Tulane grad’s academic journey leads to co-founding medical startup company
Kalen Hall always dreamed of becoming a tenure-track professor. But she could not have pictured the path her academic career would take when she decided to pursue a PhD in biomedical sciences at the Tulane School of Medicine.
Hall grew up near Cocoa Beach, Florida, and went to the University of Florida (UF) for her undergraduate studies, where she majored in biochemistry and anthropology. She knew she wanted to pursue further studies, but took a gap year, working as a research technician in a lab at UF. She debated between pursuing her studies at Tulane or remaining at UF, but ultimately, she said she fell in love with Tulane and New Orleans.
“I loved meeting the faculty and the culture I experienced here,” she said. “It was a big change coming from a large public institution. Here I got the feeling it was a tight-knit and collaborative community.” That feeling was a major deciding factor.
During the summer of 2020, she did a rotation in associate professor Zachary Pursell’s laboratory in the Department of Biochemistry and Molecular Biology. As she was deciding the area of focus for her dissertation, she knew she wanted to look at infectious diseases from a global health perspective. She wrote a long proposal asking both Pursell and professor Lisa Morici with the Department of Microbiology and Immunology to co-mentor her. The project focused on how certain types of bacteria take advantage of losing activity in the DNA repair system, allowing them to mutate and increasing the chance of them becoming drug-resistant.
In her second year as a graduate student, she published a paper on the topic. In the spring of 2023, she formed a company called Informuta along with Leo Williams, a graduate of the Tulane BioInnovation PhD program.
“The company builds off what I did in my PhD work,” she said. “We look at the DNA of bacteria to tell clinicians which drugs would or wouldn’t work. We would also be able to tell clinicians if an infection will become resistant to drugs in the future.”

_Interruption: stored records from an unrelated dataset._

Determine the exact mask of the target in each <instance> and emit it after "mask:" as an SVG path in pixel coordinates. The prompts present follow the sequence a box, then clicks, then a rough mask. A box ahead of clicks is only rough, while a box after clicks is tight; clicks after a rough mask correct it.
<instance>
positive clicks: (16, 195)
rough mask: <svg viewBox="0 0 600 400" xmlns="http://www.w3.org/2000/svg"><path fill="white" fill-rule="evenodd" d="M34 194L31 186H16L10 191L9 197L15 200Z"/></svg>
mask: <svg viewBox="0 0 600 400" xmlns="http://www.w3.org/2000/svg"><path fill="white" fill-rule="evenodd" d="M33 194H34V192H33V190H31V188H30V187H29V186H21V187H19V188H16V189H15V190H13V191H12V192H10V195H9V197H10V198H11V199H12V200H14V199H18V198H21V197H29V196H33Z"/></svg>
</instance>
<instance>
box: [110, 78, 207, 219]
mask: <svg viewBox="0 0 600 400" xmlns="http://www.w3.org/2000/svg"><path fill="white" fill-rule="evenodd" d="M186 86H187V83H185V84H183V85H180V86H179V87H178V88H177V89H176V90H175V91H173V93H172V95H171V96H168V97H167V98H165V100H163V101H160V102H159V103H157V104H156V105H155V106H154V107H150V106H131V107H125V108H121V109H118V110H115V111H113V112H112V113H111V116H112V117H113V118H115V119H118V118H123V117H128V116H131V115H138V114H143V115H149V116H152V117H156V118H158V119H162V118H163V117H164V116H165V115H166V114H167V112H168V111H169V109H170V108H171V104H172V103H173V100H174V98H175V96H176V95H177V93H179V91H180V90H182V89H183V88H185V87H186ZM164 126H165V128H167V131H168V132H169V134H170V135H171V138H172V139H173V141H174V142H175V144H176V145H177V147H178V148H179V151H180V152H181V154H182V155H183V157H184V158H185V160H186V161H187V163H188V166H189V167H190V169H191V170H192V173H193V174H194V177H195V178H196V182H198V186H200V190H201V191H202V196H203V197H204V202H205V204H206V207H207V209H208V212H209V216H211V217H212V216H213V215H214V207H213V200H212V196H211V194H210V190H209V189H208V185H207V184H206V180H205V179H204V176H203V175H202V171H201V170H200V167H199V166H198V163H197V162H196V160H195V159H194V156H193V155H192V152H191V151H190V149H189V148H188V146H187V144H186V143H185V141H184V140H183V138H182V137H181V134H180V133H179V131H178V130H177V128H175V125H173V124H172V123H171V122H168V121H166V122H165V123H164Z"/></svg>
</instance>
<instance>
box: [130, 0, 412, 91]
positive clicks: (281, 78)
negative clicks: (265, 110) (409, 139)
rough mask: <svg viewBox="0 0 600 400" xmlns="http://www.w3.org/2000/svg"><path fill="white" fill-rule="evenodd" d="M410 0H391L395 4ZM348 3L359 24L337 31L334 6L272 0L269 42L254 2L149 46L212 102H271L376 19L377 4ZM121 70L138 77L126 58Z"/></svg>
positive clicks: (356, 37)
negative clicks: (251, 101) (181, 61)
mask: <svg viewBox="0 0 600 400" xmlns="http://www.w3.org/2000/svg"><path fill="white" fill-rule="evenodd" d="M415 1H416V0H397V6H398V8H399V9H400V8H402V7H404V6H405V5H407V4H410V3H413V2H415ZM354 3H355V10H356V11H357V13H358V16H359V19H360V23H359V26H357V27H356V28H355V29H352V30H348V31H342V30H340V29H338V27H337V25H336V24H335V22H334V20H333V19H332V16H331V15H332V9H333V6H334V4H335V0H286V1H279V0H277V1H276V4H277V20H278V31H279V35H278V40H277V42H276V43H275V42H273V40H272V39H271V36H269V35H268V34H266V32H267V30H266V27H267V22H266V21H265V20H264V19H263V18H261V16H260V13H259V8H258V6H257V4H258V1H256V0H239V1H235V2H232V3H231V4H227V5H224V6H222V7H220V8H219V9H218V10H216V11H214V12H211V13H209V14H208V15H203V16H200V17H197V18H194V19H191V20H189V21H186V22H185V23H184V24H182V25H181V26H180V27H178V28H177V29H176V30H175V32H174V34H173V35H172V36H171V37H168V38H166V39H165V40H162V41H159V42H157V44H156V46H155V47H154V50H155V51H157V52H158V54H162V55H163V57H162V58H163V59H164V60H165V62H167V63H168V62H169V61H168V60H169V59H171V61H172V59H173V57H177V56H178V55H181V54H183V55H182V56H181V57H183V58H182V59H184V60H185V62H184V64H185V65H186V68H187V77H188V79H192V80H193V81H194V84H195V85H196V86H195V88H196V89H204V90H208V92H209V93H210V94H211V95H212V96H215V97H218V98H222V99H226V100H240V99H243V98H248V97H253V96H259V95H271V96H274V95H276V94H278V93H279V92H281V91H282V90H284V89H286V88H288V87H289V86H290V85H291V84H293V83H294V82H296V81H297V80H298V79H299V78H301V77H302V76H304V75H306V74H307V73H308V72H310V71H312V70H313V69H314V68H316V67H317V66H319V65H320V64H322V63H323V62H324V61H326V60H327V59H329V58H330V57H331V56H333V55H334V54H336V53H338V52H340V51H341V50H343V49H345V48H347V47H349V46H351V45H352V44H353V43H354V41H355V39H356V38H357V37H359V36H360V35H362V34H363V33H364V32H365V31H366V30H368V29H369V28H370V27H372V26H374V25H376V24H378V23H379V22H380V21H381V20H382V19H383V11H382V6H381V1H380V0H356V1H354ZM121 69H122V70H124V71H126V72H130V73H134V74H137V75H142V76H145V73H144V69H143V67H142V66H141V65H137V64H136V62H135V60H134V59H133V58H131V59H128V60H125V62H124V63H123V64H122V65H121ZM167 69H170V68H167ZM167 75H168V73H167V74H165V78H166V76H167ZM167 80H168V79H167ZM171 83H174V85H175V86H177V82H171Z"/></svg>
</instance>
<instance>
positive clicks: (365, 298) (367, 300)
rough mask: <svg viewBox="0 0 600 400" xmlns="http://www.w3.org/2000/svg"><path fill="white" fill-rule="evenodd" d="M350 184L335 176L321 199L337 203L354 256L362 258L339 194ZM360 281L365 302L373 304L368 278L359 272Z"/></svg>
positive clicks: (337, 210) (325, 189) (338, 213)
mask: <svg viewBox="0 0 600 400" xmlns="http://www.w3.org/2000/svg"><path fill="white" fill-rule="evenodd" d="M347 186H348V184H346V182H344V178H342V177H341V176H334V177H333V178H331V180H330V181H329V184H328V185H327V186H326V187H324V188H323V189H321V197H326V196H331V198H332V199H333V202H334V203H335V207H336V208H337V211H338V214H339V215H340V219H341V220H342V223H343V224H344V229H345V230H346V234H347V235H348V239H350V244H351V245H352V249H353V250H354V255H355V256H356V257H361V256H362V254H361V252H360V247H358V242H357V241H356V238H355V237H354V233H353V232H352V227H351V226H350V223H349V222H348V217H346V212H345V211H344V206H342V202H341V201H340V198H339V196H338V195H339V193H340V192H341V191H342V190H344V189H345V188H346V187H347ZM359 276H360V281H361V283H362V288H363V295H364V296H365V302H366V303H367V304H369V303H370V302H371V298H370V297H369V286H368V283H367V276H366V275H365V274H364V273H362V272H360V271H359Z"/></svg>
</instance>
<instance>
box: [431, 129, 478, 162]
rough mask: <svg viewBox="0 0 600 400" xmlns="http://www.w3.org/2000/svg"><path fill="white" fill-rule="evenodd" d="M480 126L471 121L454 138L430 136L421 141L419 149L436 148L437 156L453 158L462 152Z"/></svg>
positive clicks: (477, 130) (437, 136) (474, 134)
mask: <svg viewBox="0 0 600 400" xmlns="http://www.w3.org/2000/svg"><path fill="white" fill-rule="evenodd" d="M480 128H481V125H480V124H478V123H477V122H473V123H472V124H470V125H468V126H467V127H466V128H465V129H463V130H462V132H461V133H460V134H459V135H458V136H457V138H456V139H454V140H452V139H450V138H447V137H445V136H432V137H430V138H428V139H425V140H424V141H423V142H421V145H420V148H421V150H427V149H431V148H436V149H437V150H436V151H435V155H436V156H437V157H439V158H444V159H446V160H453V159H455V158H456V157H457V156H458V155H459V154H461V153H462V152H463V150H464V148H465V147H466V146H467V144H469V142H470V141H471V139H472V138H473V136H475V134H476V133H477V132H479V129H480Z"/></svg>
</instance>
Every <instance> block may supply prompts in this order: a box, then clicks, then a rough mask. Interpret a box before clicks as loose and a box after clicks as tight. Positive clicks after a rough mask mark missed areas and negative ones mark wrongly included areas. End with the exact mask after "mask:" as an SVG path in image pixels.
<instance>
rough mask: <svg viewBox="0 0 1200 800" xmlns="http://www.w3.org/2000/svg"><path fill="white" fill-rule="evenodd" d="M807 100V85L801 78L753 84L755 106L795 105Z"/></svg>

Informuta has secured more than $470,000 in startup funds, Hall said. Hall and Williams were also the first recipients of the Provost’s Proof of Concept Fund, receiving a $50,000 award.
Hall was also a mentee in the Tulane University Innovation Institute (TUII) Startup Team Mentoring Program and a pitcher in the Equalize pitching program for women academic entrepreneurs. She named a long list of faculty mentors and supporters, including Morici and Pursell, who have helped her on her path at Tulane, such as Kimberly Gramm, the David and Marion Mussafer Chief Innovation & Entrepreneurship Officer for TUII, and Clay Christian, the executive director of commercialization at TUII.
Hall will be leading Informuta as CEO after graduation. It’s a path she hadn’t envisioned for herself at 18, but makes perfect sense a decade later, she said.
“Having a dynamic and challenging job is very important to me, where I am able to drive research, run my own lab and have the creative freedom to operate,” she said. “So, founding a startup makes sense to me.”